Steps for Modeling a Problem:

1. Identify the unknown quantity and choose a variable to represent it.
2. Find some quantity that can be expressed in two different ways, and write an equation.
3. Solve the equation, and answer the question in the problem.

Examples

• A recipe's ratio of flour to sugar is 5 to 2. If you use 10 cups of flour, how much sugar do you need? Let $s$ be the number of cups of sugar. The ratio can be written as $\frac{10}{s}$ and as $\frac{5}{2}$. The equation is $\frac{10}{s} = \frac{5}{2}$, so $s=4$ cups of sugar.

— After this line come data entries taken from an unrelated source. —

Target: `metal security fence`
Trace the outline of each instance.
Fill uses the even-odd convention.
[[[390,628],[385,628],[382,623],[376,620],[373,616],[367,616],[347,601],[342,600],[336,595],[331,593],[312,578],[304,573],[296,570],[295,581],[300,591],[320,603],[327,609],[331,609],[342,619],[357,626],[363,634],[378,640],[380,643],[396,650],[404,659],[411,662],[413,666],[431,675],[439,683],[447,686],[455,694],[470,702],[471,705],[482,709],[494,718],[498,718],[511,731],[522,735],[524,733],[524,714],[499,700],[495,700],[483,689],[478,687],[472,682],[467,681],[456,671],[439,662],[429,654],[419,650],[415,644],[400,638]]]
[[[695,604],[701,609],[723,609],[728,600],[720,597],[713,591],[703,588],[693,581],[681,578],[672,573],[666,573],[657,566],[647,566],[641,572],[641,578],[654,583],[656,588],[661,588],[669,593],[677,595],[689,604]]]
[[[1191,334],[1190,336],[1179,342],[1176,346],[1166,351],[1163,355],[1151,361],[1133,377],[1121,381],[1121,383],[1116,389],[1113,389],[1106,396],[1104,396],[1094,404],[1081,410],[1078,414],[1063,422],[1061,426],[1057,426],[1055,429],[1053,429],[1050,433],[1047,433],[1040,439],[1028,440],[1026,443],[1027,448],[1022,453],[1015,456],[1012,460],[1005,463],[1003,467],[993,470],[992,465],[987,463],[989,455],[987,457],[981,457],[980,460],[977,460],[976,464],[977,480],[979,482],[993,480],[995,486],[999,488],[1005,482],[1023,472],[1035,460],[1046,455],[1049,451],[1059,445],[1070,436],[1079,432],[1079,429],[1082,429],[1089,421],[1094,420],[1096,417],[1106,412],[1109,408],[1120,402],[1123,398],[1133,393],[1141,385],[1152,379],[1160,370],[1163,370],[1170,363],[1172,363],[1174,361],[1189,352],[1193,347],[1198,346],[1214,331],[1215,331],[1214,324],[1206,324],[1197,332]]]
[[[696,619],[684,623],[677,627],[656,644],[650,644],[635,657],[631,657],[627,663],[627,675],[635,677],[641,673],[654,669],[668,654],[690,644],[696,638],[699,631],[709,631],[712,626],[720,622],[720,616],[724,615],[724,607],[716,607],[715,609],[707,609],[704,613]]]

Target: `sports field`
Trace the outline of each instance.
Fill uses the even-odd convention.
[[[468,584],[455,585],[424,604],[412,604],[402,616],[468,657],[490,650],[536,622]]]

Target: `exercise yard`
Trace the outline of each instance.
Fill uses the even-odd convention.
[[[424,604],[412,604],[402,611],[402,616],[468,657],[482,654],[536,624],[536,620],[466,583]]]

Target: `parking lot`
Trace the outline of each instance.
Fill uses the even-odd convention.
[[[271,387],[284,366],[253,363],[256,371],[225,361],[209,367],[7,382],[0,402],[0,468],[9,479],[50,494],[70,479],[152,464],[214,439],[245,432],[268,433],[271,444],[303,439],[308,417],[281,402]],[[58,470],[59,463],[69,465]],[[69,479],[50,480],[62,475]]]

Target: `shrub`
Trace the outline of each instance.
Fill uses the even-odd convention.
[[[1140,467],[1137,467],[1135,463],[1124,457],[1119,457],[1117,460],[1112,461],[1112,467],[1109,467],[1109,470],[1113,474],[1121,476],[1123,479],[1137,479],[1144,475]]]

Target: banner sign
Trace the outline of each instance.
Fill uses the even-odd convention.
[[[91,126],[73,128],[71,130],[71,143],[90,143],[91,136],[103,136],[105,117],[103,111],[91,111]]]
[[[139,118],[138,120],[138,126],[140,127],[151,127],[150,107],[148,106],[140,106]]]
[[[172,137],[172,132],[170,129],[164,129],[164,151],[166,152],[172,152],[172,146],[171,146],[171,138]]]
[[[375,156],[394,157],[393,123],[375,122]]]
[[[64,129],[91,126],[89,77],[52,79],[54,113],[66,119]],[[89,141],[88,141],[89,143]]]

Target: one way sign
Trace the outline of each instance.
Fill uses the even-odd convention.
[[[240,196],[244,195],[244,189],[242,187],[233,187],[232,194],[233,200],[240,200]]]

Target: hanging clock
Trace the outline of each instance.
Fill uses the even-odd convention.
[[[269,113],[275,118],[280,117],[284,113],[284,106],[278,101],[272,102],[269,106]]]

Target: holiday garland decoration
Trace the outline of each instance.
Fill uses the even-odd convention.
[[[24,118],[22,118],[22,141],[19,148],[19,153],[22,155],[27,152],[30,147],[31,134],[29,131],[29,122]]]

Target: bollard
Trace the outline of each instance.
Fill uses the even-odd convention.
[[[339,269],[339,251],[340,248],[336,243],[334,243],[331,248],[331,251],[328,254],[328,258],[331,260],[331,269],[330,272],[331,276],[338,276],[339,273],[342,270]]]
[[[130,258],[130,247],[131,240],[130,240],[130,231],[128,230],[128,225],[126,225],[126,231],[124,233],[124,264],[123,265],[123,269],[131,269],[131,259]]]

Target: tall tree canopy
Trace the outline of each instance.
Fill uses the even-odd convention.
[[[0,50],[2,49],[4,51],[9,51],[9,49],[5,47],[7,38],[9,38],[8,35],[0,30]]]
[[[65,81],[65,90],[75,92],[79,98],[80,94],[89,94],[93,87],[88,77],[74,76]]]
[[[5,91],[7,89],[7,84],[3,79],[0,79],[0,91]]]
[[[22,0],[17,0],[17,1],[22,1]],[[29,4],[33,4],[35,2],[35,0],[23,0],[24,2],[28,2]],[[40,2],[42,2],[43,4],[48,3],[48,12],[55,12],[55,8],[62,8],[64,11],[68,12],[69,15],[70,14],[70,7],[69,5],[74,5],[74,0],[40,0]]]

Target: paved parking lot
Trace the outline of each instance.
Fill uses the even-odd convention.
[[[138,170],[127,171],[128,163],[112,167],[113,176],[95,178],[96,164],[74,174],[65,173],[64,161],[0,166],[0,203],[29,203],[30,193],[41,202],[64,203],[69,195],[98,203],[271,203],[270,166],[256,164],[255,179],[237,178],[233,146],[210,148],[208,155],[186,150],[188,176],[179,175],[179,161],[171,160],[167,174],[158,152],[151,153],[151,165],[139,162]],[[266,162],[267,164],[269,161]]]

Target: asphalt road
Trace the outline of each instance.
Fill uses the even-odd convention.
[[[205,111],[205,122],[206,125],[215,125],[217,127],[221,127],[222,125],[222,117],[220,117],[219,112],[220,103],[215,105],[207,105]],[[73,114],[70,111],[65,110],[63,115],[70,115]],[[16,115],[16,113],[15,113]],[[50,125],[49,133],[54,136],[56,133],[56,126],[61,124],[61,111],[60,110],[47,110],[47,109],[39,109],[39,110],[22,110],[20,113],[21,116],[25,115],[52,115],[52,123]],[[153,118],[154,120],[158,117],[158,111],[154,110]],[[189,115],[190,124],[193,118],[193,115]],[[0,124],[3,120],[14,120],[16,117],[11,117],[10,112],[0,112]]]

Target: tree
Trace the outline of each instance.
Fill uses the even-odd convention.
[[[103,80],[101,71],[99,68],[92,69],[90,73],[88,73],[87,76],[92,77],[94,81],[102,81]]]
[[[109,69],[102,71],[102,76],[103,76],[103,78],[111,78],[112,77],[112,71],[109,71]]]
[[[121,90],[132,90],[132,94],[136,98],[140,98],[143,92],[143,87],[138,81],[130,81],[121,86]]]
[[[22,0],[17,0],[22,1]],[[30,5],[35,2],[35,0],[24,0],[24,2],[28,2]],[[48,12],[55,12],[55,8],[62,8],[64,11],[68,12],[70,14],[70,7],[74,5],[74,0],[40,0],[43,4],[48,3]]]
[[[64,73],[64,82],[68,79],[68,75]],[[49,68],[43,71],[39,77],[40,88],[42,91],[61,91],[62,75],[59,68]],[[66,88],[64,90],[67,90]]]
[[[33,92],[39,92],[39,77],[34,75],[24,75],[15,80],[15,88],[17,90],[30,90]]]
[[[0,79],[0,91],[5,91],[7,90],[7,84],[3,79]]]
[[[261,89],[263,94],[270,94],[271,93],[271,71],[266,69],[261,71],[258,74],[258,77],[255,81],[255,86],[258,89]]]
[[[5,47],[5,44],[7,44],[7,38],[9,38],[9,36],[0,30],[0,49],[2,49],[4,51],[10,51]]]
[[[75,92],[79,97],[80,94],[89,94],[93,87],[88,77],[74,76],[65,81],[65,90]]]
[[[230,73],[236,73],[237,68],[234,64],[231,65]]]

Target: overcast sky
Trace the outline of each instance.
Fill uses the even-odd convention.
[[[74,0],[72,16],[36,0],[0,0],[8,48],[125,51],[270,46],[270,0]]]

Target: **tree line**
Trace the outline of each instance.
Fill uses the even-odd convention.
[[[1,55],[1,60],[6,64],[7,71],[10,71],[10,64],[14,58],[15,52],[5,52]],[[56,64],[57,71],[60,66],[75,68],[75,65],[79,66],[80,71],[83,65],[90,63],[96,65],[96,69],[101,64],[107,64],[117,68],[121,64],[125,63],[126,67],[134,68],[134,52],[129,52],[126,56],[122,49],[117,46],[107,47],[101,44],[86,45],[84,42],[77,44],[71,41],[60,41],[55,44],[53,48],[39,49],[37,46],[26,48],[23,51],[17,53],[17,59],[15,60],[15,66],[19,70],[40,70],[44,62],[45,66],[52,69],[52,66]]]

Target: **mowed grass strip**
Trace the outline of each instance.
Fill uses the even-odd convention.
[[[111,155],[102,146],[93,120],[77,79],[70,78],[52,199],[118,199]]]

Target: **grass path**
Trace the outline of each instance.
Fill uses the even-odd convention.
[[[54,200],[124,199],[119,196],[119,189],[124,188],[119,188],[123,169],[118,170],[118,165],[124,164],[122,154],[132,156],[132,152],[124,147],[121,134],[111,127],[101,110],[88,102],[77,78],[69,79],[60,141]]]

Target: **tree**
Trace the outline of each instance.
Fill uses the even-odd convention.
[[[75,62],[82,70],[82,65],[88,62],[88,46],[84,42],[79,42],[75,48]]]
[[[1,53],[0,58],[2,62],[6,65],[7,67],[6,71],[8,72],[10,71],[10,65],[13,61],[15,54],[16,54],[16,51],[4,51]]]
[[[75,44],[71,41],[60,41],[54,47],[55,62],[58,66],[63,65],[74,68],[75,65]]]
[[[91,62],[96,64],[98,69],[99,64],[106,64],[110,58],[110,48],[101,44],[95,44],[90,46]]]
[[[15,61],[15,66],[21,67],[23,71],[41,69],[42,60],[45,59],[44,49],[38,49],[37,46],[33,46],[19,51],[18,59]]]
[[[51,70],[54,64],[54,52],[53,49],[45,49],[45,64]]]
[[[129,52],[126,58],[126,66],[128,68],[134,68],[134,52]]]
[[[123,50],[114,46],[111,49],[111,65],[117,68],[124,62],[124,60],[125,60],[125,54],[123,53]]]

• A student and their backpack weigh 145 pounds together. If the student weighs 120 pounds, how much does the backpack weigh? Let $b$ be the backpack's weight. The total weight is both $120+b$ and 145. So, $120+b = 145$, which means the backpack weighs 25 pounds.

Property

Step 1. Choose one side to be the variable side and then the other will be the constant side.
Step 2. Collect the variable terms to the variable side, using the Addition or Subtraction Property of Equality.
Step 3. Collect the constants to the other side, using the Addition or Subtraction Property of Equality.
Step 4. Make the coefficient of the variable 1, using the Multiplication or Division Property of Equality.
Step 5. Check the solution by substituting it into the original equation.

It is a good idea to make the variable side the one in which the variable has the larger coefficient. This usually makes the arithmetic easier.

Examples

• Given $9x + 3 = 4x + 23$, subtract $4x$ from both sides to get $5x + 3 = 23$. Then subtract 3 to get $5x = 20$, so $x = 4$.